El año pasado, tuve la oportunidad de reunirme personalmente
y hablar con algunos de los nuevos presidentes que fueron
elegidos democráticamente en Sudamérica y
Centroamérica.
Independientemente de la afiliación política,
hubo un tema común en todas estas reuniones: El deseo
de promover la prosperidad y las oportunidades por medio
de la educación, el empleo, el crecimiento económico
y la justicia social.
La mayoría de los países, después
de mucha experimentación, ha reconocido que la verdadera
justicia social no es cuestión de redistribuir la
pobreza, sino de sacar al pueblo de la pobreza.
La verdadera justicia social es darle a la gente la oportunidad
de superarse y mejorar la vida de su familia; es otorgarle
la oportunidad de alcanzar sus sueños.
El comercio, el capital y la libre empresa producen resultados.
El Índice de Libertad Económica del 2007 publicado
recientemente (Heritage Foundation/Wall Street Journal)
informa que los países más libres del mundo
tienen un ingreso per cápita más alto, y tasas
más bajas de desempleo y de inflación.
Según este estudio, existe una correlación
entre los países que reprimen a su gente por motivos
políticos y el sufrimiento económico del pueblo.
En nuestro hemisferio, hay quienes quieren volver al pasado,
limitar la libertad, secuestrar la esperanza.
Nuestra visión para el continente americano es una
región de libertad económica, mercados abiertos,
con mayores ingresos y empleo.
Éstas son las semillas de las sociedades libres,
seguras y económicamente sólidas que ofrecen
transparencia y oportunidades equitativas para todos, y
no ponen a nadie por encima o por debajo de la ley.

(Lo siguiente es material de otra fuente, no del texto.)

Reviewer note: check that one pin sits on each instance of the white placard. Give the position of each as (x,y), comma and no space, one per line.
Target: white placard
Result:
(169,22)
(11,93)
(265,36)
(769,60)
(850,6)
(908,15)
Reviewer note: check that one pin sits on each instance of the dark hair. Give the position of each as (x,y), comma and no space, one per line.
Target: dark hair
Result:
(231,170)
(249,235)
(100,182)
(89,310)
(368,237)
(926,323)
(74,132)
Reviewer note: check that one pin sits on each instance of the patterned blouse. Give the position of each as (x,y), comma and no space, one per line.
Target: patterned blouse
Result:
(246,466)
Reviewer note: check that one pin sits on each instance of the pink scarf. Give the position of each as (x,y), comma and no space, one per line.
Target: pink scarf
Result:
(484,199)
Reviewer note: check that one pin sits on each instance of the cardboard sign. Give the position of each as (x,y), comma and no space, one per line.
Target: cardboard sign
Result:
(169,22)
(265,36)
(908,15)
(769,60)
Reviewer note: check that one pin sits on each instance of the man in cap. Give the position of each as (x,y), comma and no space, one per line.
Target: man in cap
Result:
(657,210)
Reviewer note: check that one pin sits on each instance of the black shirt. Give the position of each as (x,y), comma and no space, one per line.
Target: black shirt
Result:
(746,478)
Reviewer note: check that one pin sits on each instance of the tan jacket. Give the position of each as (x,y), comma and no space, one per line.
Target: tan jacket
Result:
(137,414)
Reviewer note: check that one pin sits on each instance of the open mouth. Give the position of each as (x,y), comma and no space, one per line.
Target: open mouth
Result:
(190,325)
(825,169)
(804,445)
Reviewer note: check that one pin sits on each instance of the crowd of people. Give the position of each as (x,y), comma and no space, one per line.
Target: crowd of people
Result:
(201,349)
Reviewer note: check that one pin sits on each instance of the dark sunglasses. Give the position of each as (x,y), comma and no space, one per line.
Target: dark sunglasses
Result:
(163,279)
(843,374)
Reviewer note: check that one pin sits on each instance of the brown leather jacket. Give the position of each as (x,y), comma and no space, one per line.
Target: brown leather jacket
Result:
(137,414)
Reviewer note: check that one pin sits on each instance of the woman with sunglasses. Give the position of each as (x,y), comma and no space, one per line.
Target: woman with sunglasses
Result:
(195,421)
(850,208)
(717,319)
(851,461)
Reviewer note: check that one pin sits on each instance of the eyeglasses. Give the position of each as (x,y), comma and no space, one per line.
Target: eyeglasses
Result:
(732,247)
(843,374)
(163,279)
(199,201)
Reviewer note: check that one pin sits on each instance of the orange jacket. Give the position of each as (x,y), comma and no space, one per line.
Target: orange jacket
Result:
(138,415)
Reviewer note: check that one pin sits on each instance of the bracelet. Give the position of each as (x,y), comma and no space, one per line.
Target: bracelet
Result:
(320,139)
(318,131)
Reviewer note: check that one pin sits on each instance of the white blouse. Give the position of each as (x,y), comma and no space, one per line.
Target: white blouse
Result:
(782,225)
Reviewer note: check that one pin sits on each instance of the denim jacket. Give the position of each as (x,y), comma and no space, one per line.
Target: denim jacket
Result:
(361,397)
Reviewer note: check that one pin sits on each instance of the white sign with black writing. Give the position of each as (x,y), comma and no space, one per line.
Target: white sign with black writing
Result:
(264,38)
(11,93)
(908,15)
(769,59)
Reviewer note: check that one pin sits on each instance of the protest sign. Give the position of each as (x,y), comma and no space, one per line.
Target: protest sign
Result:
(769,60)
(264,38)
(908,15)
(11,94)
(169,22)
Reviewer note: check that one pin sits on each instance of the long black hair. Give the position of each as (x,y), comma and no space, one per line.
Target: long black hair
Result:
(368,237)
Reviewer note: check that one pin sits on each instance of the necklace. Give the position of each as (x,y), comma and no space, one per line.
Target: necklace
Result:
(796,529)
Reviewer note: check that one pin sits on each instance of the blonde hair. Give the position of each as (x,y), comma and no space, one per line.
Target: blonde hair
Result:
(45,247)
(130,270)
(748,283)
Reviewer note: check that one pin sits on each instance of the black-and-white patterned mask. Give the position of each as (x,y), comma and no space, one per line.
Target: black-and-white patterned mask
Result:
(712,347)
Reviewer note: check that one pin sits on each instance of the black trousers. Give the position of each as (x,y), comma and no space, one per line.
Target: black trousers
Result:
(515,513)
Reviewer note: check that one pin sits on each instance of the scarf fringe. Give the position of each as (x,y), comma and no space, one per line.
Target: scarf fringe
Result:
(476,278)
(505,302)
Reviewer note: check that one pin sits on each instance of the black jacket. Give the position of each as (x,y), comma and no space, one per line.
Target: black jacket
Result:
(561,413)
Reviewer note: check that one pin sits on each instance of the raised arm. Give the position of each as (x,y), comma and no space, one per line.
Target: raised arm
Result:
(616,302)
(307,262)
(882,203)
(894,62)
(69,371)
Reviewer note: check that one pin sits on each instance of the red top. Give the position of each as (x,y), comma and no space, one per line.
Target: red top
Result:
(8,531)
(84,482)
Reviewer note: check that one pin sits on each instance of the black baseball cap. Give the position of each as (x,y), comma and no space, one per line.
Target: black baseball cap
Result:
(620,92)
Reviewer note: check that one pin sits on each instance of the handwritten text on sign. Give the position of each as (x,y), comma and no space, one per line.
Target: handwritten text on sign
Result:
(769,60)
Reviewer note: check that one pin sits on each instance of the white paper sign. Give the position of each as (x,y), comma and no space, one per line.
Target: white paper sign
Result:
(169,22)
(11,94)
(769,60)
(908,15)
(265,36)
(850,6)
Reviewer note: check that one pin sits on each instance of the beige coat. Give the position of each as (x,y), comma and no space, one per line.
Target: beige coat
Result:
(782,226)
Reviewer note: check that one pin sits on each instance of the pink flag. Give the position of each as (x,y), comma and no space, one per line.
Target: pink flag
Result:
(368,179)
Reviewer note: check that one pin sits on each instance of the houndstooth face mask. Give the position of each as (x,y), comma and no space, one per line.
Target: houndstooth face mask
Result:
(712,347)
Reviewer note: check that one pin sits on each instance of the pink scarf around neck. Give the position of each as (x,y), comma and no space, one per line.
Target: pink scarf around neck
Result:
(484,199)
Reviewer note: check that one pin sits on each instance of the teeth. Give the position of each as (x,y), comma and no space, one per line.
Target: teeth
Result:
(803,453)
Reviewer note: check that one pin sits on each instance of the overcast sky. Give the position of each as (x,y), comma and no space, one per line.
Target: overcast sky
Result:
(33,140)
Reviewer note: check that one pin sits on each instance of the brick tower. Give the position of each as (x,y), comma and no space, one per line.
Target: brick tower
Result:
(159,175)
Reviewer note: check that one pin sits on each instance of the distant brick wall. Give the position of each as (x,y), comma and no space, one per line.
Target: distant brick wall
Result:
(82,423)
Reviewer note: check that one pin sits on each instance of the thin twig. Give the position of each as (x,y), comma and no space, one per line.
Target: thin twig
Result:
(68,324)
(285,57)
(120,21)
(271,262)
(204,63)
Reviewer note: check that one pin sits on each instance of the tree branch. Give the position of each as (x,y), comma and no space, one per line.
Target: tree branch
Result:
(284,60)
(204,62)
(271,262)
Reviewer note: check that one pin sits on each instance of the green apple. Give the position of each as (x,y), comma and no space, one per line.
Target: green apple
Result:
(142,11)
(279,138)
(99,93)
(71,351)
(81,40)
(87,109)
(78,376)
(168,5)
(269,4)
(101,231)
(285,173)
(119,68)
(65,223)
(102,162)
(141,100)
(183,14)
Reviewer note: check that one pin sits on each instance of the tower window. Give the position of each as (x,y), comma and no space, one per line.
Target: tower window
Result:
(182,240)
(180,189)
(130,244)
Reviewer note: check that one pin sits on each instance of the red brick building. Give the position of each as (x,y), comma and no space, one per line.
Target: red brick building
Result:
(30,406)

Más allá del Tratado de Libre Comercio, la
visión de crear un hemisferio de libre empresa, menores
barreras arancelarias y mayor prosperidad se está
haciendo realidad país por país.
México abrió el camino en América
Latina al incorporarse al TLC. Otros, como Chile y Centroamérica,
están emulando el éxito de México.
Y están en el tintero acuerdos con Colombia, Perú
y Panamá.
Con el tiempo, queremos hacer realidad la visión
de una región de libre comercio en todo el continente
americano. Una manera de hacerlo sería la siguiente:
consolidar todos los acuerdos que ya se han logrado.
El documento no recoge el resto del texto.